L’ex-DEC et ex-P/APC de Birkhadem durant la période 1998-2000, a été purement et simplement acquitté par le tribunal criminel d’Alger. Le verdict a été prononcé lors de la récente session criminelle, qui s’est achevée le 10 juillet 2024, par la présidente en charge du dossier. Juges et jurés avaient conclu que les preuves légales et matérielles relatives à l’accusation n’étaient pas fondées, notamment en ce qui concerne la falsification de certaines données ayant permis de changer le contenu du document. Le mis en cause avait affirmé, au cours de son passage à la barre, n’être nullement concerné par les faits qui lui ont été reprochés, que ce soit au cours de l’enquête préliminaire ou lors de l’instruction judiciaire. Dans le même contexte, l’inculpé, qui a passé plusieurs années à l’établissement pénitentiaire d’El Harrach pour une autre affaire de malversation, avait clamé haut et fort en direction de la présidente de l’audience : «Je n’ai à aucun moment annulé la décision de possession du lot de terrain à la victime». «Je n’ai ni ajouté ni modifié l’acte de possession. Mme la présidente, tout avait été fait alors que Sellam Abdelkader était à la tête de la commune en qualité de président», avait-il ajouté. L’ex-directeur de la réserve foncière, inculpé au même titre que l’ex-P/APC de Birkhadem, avait affirmé, au cours de son audition, que «l’acte de M. Chafa avait été annulé juridiquement et non administrativement pour la simple raison que la commune avait reconnu sa qualité de propriétaire dudit lot de terrain».
Les représentants de la partie civile avaient indiqué : «tout a commencé lorsque notre client est allé faire exécuter la décision rendue en sa faveur par les juges du Conseil d’Etat. Ce jour-là, notre client avait constaté que le mis en cause avait usé de son poste pour porter des modifications au contenu de l’acte administratif, et ce dans le but de changer la décision à titre de complaisance». Le procureur général, qui avait requis dix ans de prison ferme, avait estimé que la responsabilité pénale incombe au mis en cause, à savoir l’ex-P/APC, lequel, selon lui, avait porté des rectificatifs à l’acte administratif, ce qui fait que la victime avait été délestée de son lot de terrain. Les avocats de la défense avaient insisté sur l’acquittement de leur client, arguant que «ce dernier n’a rien à voir dans cette affaire» et qu’il «fait l’objet d’une poursuite judiciaire bel et bien maquillée par la victime, laquelle est allée déposer plainte contre des juges du Conseil d’Etat pour avoir rendus un jugement à titre de complaisance et surtout pour prononciation d’une décision qui ne l’arrangeait pas».
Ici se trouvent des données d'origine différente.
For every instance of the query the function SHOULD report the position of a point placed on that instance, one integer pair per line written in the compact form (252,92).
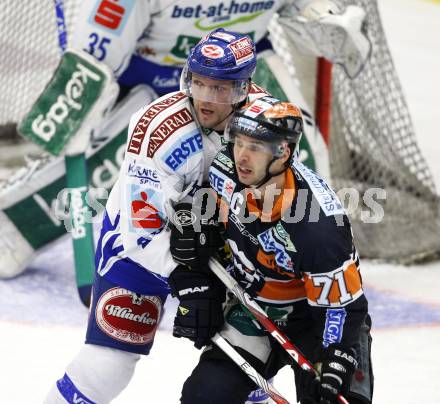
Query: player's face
(251,159)
(210,97)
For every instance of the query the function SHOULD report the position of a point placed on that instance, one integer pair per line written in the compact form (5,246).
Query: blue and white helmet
(221,55)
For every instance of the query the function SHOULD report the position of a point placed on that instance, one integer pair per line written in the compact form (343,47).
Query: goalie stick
(259,314)
(247,368)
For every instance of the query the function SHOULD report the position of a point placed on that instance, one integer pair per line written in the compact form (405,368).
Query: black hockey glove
(193,246)
(336,371)
(200,313)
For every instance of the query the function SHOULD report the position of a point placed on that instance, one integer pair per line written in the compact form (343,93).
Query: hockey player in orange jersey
(292,249)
Ils avaient également demandé l’extinction de l’action publique arguant que les faits remontent à la fin de l’année 1991 alors que la plainte n’avait été déposée devant les instances judiciaires relevant de la compétence du tribunal criminel qu’en 2010 puis en 2015. Ce dernier comparaîtra lors des prochaines sessions dans une affaire liée à la malversation.